Multipanel Categorical

Overview
Function
- Data spreadsheet
- Template files
Note

Overview

This python function is useful for plotting multipanel plots when one variable is categorical.

Function

PyCMLutil.plots.multi_panel_cat.multi_panel_cat_from_flat_data(
        data_file_string = [],
        excel_sheet = 'Sheet1',
        pandas_data = [],
        template_file_string=[],
        output_image_file_string = [],
        dpi = 300)

Parameters:

Key	Type	Comment
data_file_string	str, optional	Path to the data file (either in format of csv or xlsx). The default is [].
excel_sheet	str, optional	Excel sheet where the data are stored. The default is Sheet1.
pandas_data	Pandas DataFrame, optional	DataFrame containing the data. The default is [].
template_file_string	str, optional	Path to the .json structure file. The default is [].
output_image_file_string	str, optional	Path where the output plot is saved. The default is [].
dpi	int, optional	Image resolution. The default is 300.

Returns:

Key	Comment
figure	Handle to the produced pyplot figure
ax	Handle to an array of the pyplot axes.

Data spreadsheet

Similar to multipanel plot function for numerical, multipanel categorical plot reads data in two-dimensional tabular structure stored either in excel spreadsheets or Pandas DataFrame. The only difference in this function is that one of the variables must be categorical.

Template files

Again, multipanel categorical plot function uses similar JSON format for the template file. The only differences are explaind in below.

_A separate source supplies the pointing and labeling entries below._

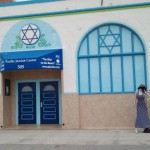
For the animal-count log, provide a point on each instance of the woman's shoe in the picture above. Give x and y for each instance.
(147, 130)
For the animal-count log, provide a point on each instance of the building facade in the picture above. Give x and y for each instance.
(73, 64)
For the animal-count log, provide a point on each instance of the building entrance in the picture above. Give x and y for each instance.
(38, 101)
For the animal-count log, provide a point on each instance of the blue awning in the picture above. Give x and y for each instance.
(25, 60)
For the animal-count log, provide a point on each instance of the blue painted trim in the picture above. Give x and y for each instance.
(112, 55)
(121, 54)
(99, 62)
(89, 74)
(16, 87)
(107, 93)
(122, 68)
(38, 109)
(38, 122)
(71, 12)
(26, 2)
(133, 61)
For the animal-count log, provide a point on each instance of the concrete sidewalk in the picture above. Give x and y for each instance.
(74, 137)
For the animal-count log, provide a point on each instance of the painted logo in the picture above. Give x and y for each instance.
(30, 34)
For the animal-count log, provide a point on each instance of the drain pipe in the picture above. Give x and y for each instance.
(101, 2)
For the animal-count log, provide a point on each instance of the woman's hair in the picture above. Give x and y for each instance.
(142, 88)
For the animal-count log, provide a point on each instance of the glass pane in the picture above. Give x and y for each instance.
(104, 50)
(115, 50)
(83, 48)
(139, 70)
(105, 75)
(27, 89)
(103, 30)
(137, 45)
(83, 75)
(126, 41)
(49, 88)
(93, 43)
(94, 75)
(116, 74)
(115, 29)
(128, 74)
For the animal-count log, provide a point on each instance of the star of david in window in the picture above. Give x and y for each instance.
(110, 40)
(30, 34)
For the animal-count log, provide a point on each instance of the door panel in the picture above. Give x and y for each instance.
(27, 103)
(49, 102)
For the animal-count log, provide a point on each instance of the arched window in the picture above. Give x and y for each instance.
(111, 59)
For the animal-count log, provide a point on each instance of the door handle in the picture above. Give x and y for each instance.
(41, 104)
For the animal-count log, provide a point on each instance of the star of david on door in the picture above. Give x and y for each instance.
(30, 34)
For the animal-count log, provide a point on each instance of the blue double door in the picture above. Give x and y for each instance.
(28, 101)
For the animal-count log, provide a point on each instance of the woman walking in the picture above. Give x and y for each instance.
(142, 119)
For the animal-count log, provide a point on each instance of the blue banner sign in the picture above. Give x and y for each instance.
(25, 60)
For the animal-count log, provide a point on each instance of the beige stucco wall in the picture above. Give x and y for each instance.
(100, 111)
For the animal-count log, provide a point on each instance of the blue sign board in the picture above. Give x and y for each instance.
(25, 60)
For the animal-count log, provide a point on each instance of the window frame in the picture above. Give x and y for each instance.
(120, 55)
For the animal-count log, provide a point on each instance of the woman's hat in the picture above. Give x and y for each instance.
(142, 86)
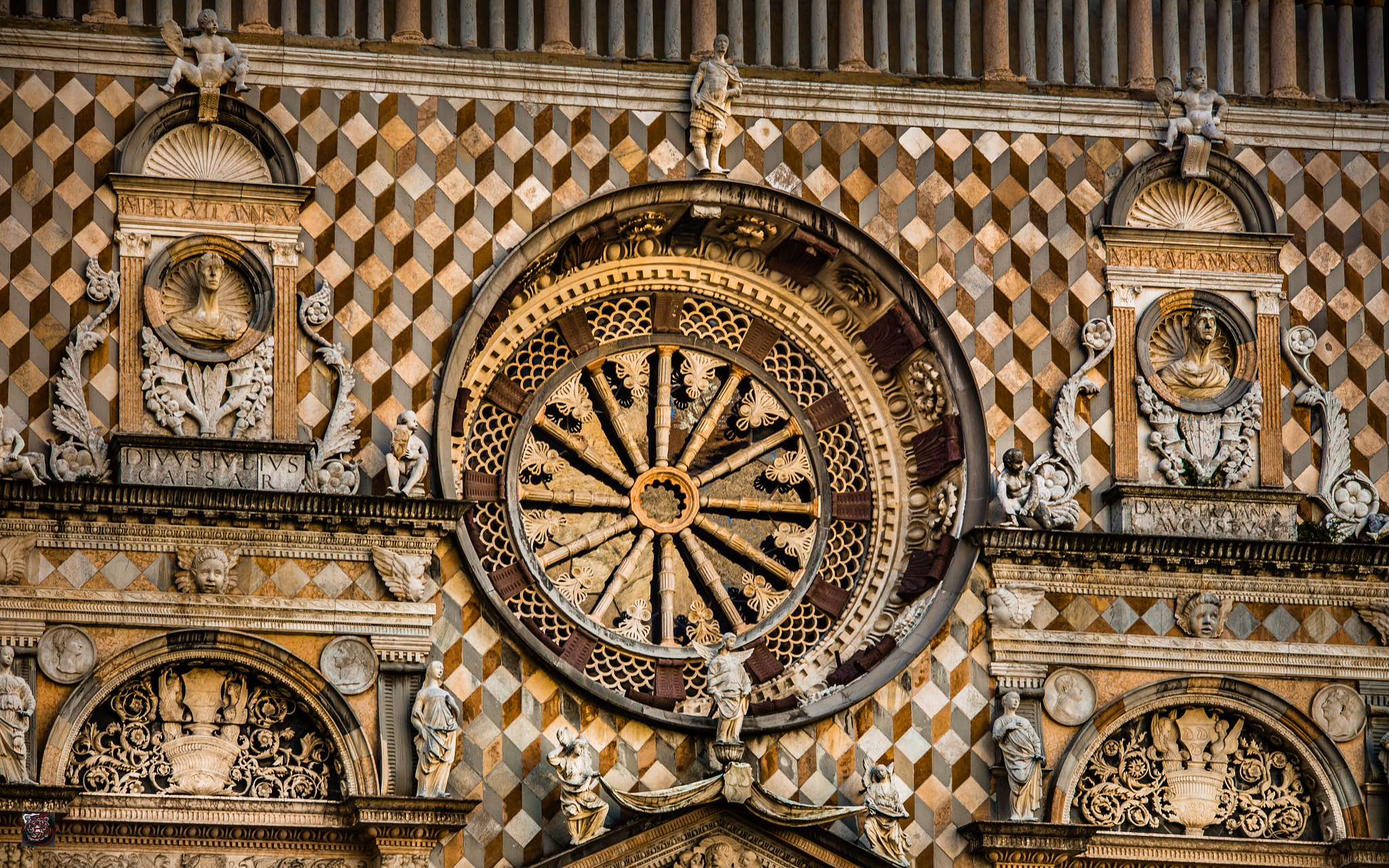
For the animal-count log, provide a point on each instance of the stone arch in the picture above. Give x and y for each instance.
(248, 134)
(1227, 177)
(1337, 796)
(903, 299)
(266, 658)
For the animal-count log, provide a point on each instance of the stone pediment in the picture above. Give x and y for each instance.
(721, 837)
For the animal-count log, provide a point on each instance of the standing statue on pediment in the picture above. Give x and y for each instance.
(711, 98)
(218, 60)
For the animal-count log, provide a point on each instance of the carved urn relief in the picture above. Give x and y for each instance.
(1196, 290)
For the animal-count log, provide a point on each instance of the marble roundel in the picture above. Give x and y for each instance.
(67, 654)
(669, 441)
(349, 664)
(1339, 711)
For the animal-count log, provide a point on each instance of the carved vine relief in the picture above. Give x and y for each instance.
(205, 731)
(1202, 771)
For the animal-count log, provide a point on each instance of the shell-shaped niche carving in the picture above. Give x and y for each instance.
(208, 152)
(1185, 205)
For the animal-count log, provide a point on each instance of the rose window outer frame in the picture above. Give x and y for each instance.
(631, 256)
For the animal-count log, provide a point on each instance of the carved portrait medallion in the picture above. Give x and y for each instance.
(1196, 351)
(1068, 696)
(209, 298)
(1339, 711)
(349, 664)
(67, 654)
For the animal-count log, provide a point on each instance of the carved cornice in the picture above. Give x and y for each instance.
(602, 83)
(397, 624)
(1188, 656)
(1210, 557)
(224, 507)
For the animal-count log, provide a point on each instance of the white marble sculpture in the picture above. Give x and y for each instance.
(218, 60)
(1203, 111)
(1021, 749)
(408, 458)
(206, 571)
(1010, 606)
(711, 95)
(16, 710)
(584, 808)
(1020, 495)
(1203, 614)
(882, 824)
(728, 686)
(18, 465)
(435, 717)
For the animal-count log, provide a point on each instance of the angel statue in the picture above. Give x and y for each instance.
(584, 808)
(218, 62)
(881, 827)
(728, 685)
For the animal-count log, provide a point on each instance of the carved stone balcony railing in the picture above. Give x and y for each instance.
(1280, 49)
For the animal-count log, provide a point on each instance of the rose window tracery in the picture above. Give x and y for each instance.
(670, 439)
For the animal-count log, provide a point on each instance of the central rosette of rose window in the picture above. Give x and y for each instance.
(669, 494)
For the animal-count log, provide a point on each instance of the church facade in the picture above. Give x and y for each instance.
(713, 434)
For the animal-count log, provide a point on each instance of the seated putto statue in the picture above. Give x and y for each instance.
(1203, 110)
(18, 465)
(208, 323)
(218, 62)
(584, 808)
(408, 457)
(711, 95)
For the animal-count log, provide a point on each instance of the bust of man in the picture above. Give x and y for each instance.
(206, 323)
(1198, 372)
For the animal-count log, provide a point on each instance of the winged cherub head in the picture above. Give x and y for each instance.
(206, 571)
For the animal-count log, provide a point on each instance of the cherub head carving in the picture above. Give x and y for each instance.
(206, 571)
(1203, 614)
(1011, 606)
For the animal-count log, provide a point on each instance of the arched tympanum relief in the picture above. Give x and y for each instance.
(689, 416)
(1214, 757)
(209, 713)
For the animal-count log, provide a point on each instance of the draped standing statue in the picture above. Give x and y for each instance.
(1021, 751)
(435, 718)
(16, 710)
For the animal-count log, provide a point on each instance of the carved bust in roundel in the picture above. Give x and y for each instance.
(209, 299)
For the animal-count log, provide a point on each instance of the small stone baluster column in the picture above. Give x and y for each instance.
(283, 257)
(819, 35)
(907, 37)
(254, 17)
(995, 39)
(1346, 47)
(1081, 41)
(1283, 50)
(673, 30)
(1375, 54)
(1055, 42)
(1226, 46)
(1253, 85)
(1171, 43)
(556, 28)
(645, 30)
(703, 28)
(964, 59)
(1141, 46)
(935, 39)
(791, 34)
(130, 317)
(852, 37)
(408, 22)
(1316, 50)
(1109, 43)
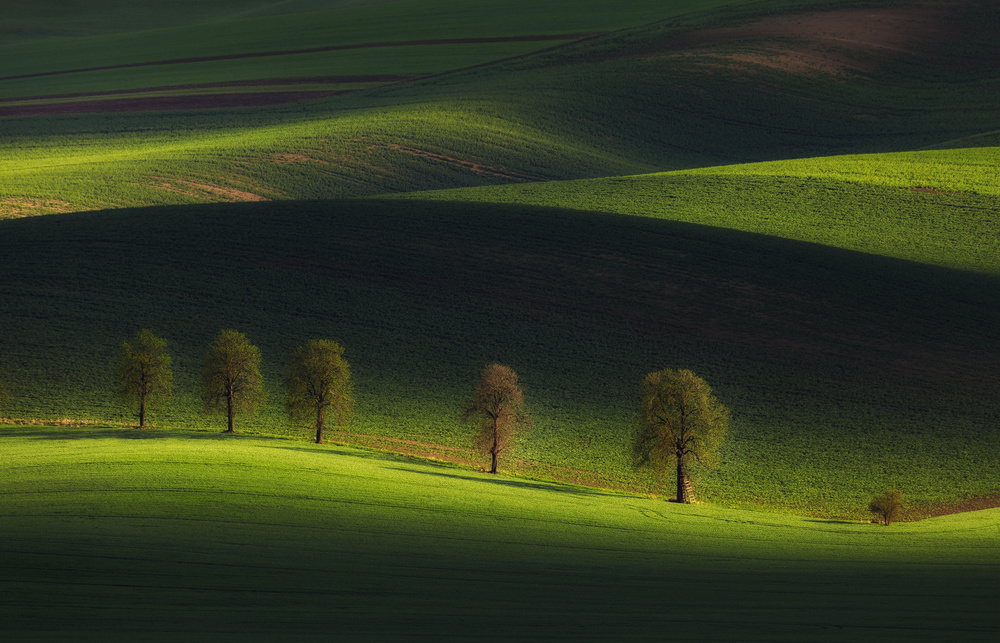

At the moment, this function only supports three type of seaborn plots for categorical data as follows. The following optional formatting parameters for each type of categorical plots can be set by the user. Otherwise, default values will be used.

stripplot():

Following parameteres can be set by the user based on the desription provided by seaborn:

Parameters	Type	Comment
marker	str, optional	Marker shape based on the markers list.
jitter	float, optional	Amount of jitter (only along the categorical axis) to apply. This can be useful when you have many points and they overlap, so that it is easier to see the distribution. You can specify the amount of jitter (half the width of the uniform random variable support), or just use True for a good default.
dodge	bool, optional	When using hue nesting, setting this to True will separate the strips for different hue levels along the categorical axis. Otherwise, the points for each level will be plotted on top of each other.
field_palette	palette name, optional	Colors to use for the different levels of the hue variable. Should be something that can be interpreted by color_palette(), or a dictionary mapping hue levels to matplotlib colors. We highly recommend to pick one of the qualitative colormaps offered by matplotlib.
marker_ec	str, optional	edge color of markers.
marker_elw	str, optional	edge line width of markers.
marker_size	str, optional	marker size.

To change the default values for any of these parameters, user can do that within the series sub-section under panels section in the template file as is explained for multipanel numerical plots.
For instance, in below example, jitter and dodge are manually set by the user. Wherease, for the second plot, deafult values are being used by not defining a new value.

 "series":
         [
             {
                 "field": "LVESVi",
                 "style": "strip",
                 "field_label": "ESVi",
                 "jitter":0.5,
                 "dodge":true        
             },
             {
                 "field" : "LVEDVi",
                 "style" : "strip",
                 "field_label": "EDVi"
             }
         ]

Previous method might be tough when a large number of stripplots are difined within a multipanel categorical figure. Alternatively, user can globally change some of the parameteres described in above by defining a section called strip_formatting in the template file. In this way, all defined changes would be applied to all stripplot within the figure.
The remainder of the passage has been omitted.